Representing Graphs by Knuth Trees (1974) [pdf]

tunesmith · on June 20, 2020

I have a hobby project that deals a lot with graphical data structures. Think like choose-your-own-adventure-stories, mostly hierarchical, but with some DAG and even an occasional loop (but those are annoying). Each node just has a list of what it points to, and all my programming just does a lot of recursion. It's doable; while I have a number of graphs, none of them will have more than 1000 nodes, so I'm not actually hitting performance problems. But I wonder if I'm missing something; each time I think of a new graph-based feature (show only the part of the graph that leads to this category of nodes; display the graph while hiding everything downstream of node X; possibilities are endless) I'm spending hours doing recursive programming making sure I get it just right. I know there are plenty of graph algorithms out there but they're all quite academic and it's hard to grasp the utility of each one - even here, I grasp what the Knuth Transform is but it's harder to grasp what it gains me. Is there something I'm missing for a good next step, like graph theory for dummies?

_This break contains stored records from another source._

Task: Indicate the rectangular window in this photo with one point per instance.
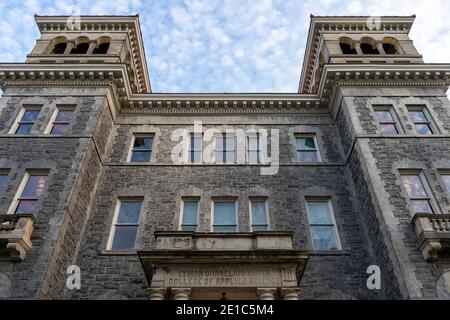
(446, 179)
(26, 119)
(419, 198)
(189, 215)
(254, 149)
(126, 224)
(259, 216)
(195, 149)
(141, 150)
(386, 121)
(421, 119)
(225, 149)
(322, 225)
(29, 193)
(307, 150)
(3, 178)
(61, 120)
(224, 219)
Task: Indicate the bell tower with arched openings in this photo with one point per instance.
(356, 40)
(93, 40)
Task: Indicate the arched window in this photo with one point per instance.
(59, 48)
(390, 45)
(368, 46)
(346, 45)
(59, 45)
(102, 45)
(81, 46)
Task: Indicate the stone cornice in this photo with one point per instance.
(129, 24)
(344, 24)
(115, 76)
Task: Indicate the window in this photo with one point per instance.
(386, 121)
(27, 117)
(225, 149)
(195, 149)
(421, 120)
(445, 178)
(347, 49)
(59, 48)
(3, 178)
(307, 149)
(369, 48)
(224, 219)
(141, 150)
(254, 149)
(322, 225)
(189, 215)
(389, 48)
(61, 120)
(30, 192)
(102, 48)
(259, 216)
(124, 232)
(419, 198)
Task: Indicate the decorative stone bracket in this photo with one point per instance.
(433, 232)
(15, 234)
(184, 265)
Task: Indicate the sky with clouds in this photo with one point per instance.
(229, 45)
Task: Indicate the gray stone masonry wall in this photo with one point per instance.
(377, 160)
(74, 167)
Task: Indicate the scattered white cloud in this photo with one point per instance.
(225, 46)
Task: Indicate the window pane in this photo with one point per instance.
(26, 206)
(142, 143)
(306, 144)
(423, 129)
(446, 179)
(24, 128)
(219, 156)
(422, 206)
(253, 143)
(219, 144)
(413, 186)
(64, 116)
(388, 129)
(323, 238)
(224, 228)
(383, 116)
(124, 237)
(141, 156)
(189, 228)
(3, 178)
(259, 215)
(230, 143)
(260, 228)
(319, 213)
(229, 156)
(196, 157)
(59, 128)
(30, 115)
(253, 156)
(129, 212)
(224, 213)
(196, 143)
(418, 116)
(34, 187)
(306, 156)
(190, 212)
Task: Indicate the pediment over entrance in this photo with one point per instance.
(187, 265)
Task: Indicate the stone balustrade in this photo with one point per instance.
(15, 234)
(433, 232)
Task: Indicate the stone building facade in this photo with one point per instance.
(355, 174)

Also, I like storing my data in mysql for other reasons so I don't want to switch everything wholesale to a graph database, but I wonder if I should be loading the graphical part of the data into something in memory, like a graph cache, that I can easily query rather than having to do all the recursive programming myself. Does something like that exist, a simple free library that acts as an in-memory graph db?

BorisTheBrave · on June 20, 2020

It shouldn't take you hours to code these new features. And 1000 nodes isn't enough that you need fancy performance from a library.

I suspect you want to extract a few basic functions from what you've already written, and then combine them for new features. The posibilities are not endless, there's only so many things you are likely to want to do on a graph, and the vast majority (like TFA) are not useful to you

Here are some common operations: * list everythign reachable from a given node, depth first order * list everythign reachable from a given node, breadth first order * make the reverse graph (edges point the other way) * find the strongly connected component a node is in (a more general way of identifying loops)

Then you can build more complex queries out of those, rather than coding them every time. e.g.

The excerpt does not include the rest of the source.